Un groupe armé bénéficiant de l’appui des forces armées congolaises (FARDC) a infligé des violences extrêmes à des civils dans le territoire de Rutshuru, à l’est de la République démocratique du Congo. Selon des témoignages recueillis, ces combattants ont tué, torturé, pillé et réduit des femmes en esclavage sexuel.
Le collectif des mouvements pour le changement-forces de défense du peuple (CMC-FDP) fait partie des Wazalendo, une coalition de groupes armés que l’armée congolaise utilise comme supplétifs dans sa lutte contre le M23. Ce groupe opère principalement dans le groupement de Bukombo, une zone actuellement sous contrôle du M23.
« Les civils de Bukombo sont pris en étau entre la brutalité du M23 et celle du CMC-FDP. Ce qu’ils subissent au quotidien est terrible, surtout dans les zones isolées où le CMC-FDP agit en toute impunité. »
Un responsable régional
Le CMC-FDP dispose de bases isolées à Bukombo et cible les civils, souvent de nuit ou dans des secteurs où le M23 est moins présent. Après des affrontements, ses combattants se vengent sur des personnes ayant des liens familiaux avec des membres du M23. Ces exactions, qui violent le droit international humanitaire, pourraient constituer des crimes de guerre.

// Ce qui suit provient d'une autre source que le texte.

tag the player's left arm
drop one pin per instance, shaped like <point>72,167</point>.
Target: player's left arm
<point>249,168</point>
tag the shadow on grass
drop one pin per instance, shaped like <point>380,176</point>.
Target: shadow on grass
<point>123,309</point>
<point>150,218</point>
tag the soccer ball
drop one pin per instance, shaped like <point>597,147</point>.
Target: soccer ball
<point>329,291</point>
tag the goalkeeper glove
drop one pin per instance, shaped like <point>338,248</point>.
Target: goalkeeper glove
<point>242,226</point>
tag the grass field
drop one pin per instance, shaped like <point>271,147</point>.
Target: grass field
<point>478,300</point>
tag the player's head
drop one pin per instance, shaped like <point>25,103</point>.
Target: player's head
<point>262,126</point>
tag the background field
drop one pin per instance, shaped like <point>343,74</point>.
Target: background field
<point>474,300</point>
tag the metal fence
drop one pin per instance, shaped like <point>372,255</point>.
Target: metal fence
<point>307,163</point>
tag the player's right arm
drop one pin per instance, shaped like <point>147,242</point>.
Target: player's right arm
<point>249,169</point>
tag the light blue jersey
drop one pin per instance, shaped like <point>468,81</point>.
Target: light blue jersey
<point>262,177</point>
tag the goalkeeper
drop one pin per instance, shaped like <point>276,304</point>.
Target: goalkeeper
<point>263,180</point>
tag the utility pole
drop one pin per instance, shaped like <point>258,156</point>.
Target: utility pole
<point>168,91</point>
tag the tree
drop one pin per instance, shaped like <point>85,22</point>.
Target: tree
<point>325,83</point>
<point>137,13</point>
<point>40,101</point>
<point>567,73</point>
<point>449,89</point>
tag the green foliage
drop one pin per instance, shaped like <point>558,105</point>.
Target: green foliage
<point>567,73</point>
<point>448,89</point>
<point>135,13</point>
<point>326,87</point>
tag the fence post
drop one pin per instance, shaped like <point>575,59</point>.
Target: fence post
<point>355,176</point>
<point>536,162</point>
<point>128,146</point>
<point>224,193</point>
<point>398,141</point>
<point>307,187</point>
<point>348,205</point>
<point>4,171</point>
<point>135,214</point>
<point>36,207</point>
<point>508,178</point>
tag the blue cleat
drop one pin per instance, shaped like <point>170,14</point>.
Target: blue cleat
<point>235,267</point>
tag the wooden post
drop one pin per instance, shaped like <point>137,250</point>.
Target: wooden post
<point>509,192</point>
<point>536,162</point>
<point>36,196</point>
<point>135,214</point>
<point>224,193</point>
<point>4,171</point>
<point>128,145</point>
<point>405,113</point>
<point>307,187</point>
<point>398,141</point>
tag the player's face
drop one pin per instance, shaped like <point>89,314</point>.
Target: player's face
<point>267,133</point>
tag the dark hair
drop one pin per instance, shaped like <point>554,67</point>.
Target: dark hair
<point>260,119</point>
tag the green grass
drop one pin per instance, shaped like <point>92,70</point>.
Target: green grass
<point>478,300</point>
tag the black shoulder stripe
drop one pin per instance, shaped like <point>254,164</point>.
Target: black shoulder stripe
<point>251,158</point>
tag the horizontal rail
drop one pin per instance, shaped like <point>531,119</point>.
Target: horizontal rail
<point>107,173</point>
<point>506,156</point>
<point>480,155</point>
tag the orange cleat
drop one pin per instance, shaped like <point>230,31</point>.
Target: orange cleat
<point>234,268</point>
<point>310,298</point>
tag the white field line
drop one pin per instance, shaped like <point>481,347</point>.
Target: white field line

Entre mars et avril 2026, des enquêteurs ont mené des entretiens à distance avec seize victimes, survivantes de viols et membres de familles de civils tués, violés, torturés, enlevés ou maltraités par des combattants du CMC-FDP entre juin et décembre 2025. Des défenseurs des droits humains ont également signalé des exécutions sommaires et des incendies d’habitations imputables à ce groupe.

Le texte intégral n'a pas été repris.